You may also want to consider online backups, or rotating your backup drives and storing non-active ones off-site. Be sure to pay attention to your workplace policy regarding the storage of data outside business premises if you do.

Lastly, be sure to exclude your clone (and probably Time Machine) volumes from Spotlight, using the Spotlight pane in System Preferences.

Install Windows on the Boot Camp partition

You can do this at any time, so feel free to leave it until later. When you do proceed, you’ll need:

  • The Boot Camp installation instructions, either printed on paper (via Boot Camp Assistant) or electronically on another Mac or device.
  • The installation media for a legal copy of Windows.
  • Your Windows license key.
  • Either the original Mac OS X installation DVD which came with your specific Mac, or a blank CD onto which Boot Camp Assistant will place some drivers.
  • At least half an hour (often nearer an hour) of time without needing access to OS X on the machine.
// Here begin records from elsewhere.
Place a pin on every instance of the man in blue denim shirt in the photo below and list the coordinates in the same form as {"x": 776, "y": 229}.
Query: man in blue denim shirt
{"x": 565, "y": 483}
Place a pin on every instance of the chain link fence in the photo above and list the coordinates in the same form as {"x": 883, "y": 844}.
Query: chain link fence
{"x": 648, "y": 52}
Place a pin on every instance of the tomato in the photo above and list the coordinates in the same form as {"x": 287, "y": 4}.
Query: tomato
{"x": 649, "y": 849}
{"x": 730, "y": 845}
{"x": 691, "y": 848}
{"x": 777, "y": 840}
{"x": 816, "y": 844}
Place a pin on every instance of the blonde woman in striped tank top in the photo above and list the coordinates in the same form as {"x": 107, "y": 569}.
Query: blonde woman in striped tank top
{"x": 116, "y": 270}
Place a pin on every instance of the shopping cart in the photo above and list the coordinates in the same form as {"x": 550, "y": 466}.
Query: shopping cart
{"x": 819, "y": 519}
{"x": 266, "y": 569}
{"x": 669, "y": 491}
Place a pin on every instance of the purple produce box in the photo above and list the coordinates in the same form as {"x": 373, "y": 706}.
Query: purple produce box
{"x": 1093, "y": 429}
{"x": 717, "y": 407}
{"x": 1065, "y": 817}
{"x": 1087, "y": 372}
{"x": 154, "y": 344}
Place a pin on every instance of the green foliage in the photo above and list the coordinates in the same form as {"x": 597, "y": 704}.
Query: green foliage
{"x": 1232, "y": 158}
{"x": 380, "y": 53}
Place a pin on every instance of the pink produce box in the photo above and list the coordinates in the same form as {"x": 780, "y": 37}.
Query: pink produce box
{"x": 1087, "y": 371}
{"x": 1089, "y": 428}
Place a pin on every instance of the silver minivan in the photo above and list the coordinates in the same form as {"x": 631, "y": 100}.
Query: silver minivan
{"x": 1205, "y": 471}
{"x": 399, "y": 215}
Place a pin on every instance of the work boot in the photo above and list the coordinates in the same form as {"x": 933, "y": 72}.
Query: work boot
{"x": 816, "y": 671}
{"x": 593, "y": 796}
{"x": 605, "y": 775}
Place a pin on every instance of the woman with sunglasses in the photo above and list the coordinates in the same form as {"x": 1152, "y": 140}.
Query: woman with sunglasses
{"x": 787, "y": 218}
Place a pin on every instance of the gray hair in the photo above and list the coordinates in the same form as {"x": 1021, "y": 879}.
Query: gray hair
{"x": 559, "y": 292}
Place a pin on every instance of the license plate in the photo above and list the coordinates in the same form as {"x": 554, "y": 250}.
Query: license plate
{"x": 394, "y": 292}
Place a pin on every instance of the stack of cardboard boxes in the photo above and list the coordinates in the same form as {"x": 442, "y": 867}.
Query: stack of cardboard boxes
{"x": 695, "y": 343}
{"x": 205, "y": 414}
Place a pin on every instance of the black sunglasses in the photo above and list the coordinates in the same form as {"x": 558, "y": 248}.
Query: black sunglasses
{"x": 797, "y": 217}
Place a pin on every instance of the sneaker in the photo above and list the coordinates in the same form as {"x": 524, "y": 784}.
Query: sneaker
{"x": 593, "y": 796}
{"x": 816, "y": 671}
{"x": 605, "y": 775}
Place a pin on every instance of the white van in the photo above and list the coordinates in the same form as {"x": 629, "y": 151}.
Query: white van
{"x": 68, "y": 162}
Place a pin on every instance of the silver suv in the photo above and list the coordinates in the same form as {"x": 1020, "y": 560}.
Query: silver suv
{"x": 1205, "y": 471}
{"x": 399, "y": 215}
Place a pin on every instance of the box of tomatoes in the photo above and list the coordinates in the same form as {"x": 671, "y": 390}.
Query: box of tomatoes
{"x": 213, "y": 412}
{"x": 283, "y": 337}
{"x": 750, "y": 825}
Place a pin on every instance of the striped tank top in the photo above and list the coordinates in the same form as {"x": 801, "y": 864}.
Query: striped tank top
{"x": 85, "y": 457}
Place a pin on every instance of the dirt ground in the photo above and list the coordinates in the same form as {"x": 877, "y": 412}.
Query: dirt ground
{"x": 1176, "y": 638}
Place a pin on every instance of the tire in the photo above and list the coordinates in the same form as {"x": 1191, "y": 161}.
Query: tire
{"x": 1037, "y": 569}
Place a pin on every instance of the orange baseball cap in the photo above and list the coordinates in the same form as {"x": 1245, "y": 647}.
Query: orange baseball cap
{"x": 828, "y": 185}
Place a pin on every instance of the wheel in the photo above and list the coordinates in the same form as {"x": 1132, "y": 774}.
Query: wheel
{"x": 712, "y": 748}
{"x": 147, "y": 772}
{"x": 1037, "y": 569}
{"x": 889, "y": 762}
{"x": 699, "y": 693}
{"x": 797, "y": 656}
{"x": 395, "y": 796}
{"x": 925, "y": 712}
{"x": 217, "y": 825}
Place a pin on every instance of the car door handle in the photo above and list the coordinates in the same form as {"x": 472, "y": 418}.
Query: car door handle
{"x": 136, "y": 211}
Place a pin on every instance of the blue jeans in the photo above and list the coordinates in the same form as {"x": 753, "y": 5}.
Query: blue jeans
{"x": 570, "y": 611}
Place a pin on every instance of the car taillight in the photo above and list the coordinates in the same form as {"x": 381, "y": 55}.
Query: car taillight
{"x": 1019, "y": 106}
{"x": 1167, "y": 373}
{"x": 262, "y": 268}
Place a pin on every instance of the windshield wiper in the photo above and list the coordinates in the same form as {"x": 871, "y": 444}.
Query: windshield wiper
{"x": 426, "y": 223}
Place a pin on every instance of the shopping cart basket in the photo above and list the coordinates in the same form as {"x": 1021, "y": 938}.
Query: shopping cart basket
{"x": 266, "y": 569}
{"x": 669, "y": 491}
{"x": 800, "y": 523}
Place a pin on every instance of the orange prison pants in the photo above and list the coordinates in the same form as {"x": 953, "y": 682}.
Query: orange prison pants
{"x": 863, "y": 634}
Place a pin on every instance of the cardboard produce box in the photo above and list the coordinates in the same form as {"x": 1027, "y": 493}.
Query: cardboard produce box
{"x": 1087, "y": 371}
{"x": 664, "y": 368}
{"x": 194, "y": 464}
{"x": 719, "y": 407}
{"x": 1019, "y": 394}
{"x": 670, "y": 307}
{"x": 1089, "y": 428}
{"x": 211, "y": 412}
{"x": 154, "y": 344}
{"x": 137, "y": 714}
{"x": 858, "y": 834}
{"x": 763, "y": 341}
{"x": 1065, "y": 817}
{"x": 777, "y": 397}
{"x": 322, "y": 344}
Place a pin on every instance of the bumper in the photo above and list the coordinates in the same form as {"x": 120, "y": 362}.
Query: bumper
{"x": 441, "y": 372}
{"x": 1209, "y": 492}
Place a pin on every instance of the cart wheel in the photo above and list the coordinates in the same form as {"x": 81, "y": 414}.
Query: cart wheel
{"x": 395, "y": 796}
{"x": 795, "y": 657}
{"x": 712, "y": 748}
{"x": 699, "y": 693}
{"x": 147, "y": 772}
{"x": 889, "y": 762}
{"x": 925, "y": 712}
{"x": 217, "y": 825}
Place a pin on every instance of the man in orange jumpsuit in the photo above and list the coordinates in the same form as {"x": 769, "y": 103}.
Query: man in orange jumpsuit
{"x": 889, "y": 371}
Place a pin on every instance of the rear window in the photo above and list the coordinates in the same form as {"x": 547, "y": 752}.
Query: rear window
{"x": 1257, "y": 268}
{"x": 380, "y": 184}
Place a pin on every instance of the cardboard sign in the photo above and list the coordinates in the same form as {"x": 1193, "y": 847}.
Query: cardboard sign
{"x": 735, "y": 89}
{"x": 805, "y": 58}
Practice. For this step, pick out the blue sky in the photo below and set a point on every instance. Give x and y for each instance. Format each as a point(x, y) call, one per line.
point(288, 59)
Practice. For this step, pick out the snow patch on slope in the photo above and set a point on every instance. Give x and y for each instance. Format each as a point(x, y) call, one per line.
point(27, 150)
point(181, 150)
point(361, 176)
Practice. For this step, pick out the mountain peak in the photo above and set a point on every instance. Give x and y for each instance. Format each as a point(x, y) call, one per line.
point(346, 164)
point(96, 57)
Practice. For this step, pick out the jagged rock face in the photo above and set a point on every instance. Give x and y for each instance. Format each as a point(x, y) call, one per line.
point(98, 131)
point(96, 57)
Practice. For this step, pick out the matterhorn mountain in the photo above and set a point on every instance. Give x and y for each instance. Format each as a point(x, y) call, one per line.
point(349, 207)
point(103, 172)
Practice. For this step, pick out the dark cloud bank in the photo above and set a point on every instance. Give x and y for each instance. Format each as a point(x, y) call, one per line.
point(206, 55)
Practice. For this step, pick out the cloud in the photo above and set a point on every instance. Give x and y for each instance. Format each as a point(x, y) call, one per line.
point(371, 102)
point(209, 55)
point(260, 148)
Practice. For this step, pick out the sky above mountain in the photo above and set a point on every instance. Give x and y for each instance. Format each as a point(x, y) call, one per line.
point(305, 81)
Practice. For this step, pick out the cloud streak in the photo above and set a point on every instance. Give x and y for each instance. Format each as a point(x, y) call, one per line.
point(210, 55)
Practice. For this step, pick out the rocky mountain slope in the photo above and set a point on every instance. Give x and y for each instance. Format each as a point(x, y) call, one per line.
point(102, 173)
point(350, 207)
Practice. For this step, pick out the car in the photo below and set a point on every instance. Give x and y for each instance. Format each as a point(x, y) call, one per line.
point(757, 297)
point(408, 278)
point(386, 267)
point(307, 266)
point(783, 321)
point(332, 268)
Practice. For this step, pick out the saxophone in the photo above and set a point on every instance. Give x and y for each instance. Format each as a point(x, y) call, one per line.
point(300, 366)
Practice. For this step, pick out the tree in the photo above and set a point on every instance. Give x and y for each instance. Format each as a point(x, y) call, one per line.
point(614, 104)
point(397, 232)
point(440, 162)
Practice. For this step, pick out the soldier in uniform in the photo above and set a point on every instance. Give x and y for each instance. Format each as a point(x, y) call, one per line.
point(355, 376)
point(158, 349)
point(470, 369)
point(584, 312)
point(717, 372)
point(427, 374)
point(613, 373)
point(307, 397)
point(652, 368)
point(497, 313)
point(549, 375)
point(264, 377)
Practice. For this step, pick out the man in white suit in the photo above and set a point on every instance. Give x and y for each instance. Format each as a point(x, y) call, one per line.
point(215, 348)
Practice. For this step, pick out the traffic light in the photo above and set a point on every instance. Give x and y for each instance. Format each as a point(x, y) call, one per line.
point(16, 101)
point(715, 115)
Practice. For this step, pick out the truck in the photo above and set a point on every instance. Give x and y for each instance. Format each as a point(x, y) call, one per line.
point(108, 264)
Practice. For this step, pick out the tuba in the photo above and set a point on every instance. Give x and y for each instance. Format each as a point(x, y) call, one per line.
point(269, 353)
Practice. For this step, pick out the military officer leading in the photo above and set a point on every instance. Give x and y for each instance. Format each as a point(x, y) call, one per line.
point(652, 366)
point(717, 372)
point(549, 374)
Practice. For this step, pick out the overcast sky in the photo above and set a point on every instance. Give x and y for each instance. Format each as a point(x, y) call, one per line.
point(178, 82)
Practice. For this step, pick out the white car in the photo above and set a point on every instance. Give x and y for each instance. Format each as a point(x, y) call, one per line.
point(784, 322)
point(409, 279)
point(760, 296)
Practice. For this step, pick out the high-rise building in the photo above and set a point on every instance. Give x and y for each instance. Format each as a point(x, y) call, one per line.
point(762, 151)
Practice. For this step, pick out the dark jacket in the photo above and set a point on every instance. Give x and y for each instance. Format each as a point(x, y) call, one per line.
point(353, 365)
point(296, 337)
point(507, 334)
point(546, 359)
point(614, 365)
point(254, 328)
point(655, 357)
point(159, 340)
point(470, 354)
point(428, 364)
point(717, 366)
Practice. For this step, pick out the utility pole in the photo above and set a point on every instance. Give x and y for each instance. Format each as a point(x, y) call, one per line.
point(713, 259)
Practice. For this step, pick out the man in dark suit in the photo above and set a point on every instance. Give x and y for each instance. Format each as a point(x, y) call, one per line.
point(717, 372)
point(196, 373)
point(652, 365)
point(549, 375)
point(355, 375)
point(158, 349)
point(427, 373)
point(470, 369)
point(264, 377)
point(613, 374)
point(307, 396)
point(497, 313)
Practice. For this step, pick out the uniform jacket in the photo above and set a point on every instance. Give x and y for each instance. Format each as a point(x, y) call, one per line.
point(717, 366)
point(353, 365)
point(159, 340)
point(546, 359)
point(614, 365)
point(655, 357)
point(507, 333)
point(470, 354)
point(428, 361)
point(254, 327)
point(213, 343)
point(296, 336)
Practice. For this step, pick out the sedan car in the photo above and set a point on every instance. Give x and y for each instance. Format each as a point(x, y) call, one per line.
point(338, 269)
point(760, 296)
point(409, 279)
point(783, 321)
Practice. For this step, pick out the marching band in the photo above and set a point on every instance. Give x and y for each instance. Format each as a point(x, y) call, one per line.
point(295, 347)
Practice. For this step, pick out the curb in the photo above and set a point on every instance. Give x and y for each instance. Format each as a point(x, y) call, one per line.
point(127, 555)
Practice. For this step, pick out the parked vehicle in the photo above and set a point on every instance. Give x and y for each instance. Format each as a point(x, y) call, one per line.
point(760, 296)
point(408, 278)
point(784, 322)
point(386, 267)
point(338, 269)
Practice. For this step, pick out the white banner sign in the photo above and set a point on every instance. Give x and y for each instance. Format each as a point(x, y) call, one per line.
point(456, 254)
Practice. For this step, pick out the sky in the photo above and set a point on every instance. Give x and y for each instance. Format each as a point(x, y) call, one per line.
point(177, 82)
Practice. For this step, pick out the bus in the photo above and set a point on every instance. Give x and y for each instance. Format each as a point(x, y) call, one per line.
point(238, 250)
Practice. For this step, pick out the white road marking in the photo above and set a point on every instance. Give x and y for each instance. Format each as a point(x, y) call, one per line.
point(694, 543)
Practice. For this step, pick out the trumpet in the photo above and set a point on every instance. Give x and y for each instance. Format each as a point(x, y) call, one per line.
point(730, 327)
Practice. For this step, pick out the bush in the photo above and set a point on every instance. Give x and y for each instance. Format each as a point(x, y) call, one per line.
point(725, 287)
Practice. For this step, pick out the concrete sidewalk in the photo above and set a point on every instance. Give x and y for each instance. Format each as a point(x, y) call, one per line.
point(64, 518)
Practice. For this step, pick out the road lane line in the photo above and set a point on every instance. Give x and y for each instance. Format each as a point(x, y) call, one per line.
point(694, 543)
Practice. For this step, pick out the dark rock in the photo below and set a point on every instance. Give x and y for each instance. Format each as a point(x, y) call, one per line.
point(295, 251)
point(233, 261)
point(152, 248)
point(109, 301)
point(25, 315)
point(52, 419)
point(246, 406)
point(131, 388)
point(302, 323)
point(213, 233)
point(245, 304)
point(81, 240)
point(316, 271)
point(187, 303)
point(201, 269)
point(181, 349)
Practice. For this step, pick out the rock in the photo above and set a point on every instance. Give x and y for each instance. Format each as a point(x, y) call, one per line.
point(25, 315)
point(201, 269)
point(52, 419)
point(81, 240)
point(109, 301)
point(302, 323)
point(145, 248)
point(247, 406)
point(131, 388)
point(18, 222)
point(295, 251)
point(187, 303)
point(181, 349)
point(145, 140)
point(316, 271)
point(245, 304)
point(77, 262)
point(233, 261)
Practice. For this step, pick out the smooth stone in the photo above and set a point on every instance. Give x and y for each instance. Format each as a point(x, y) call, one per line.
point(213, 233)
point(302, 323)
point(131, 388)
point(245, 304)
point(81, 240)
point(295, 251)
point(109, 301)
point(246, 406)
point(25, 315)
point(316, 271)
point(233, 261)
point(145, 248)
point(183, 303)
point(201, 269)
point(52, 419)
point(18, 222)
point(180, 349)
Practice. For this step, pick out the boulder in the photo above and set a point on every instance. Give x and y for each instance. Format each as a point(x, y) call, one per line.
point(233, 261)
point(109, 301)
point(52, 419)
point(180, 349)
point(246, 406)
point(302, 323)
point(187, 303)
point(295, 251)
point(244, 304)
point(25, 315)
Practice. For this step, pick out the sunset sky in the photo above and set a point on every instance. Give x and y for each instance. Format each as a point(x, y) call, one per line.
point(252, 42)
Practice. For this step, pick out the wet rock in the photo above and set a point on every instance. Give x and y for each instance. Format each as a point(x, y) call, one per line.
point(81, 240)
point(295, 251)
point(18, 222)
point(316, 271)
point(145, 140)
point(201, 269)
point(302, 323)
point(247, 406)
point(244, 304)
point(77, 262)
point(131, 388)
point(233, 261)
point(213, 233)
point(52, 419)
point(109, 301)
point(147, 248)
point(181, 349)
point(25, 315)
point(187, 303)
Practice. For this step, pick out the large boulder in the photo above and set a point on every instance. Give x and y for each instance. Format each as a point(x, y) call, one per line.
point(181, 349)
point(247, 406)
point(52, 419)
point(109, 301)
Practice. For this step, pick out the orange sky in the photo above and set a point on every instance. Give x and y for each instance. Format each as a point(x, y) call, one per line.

Use Boot Camp Assistant to begin the Windows installation process, then follow the Windows setup instructions. Be very sure to follow the step regarding formatting the Boot Camp partition; it’s the only step which isn’t abundantly obvious from the on-screen instructions. In essence: tell the Windows setup wizard to format the “BOOTCAMP” partition; the default settings for that are fine.

Once Windows is installed, you’ll want to:

  • Install the Boot Camp drivers from either your Mac OS X disc or the disc you burned from Boot Camp Assistant.
  • Configure the screen-size, mouse/trackpad options etc appropriately (after the drivers have been installed).
  • Allow Windows to update itself appropriately.
  • Install some anti-virus/anti-malware software. Microsoft has a free one, for example.
  • Configure Windows to your liking, including installing any apps or games you need.

Security

Common-sense tips:

  • Ensure you’re using a strong password.
  • Ensure auto-login is disabled.
  • Configure File Vault, screen savers, password locking and the firewall to your taste.
  • Consider installing remote monitoring software in case of theft. If this is a lab/classroom machine or similar, consider Apple Remote Desktop.
  • Consider physical security. Do you need a Kensington lock cable, or similar system?

Health and safety

If this machine has a different form-factor and/or input devices than your previous Mac, consider ergonomics:

  • Does your seat need to be adjusted?
  • Do you need a wrist-rest of some kind, or to get rid of one?
  • Is your line of sight to the screen still sensible?
  • Does the machine need to be elevated to provide a comfortable viewing angle?
  • Is the new total load on your desk within tolerances?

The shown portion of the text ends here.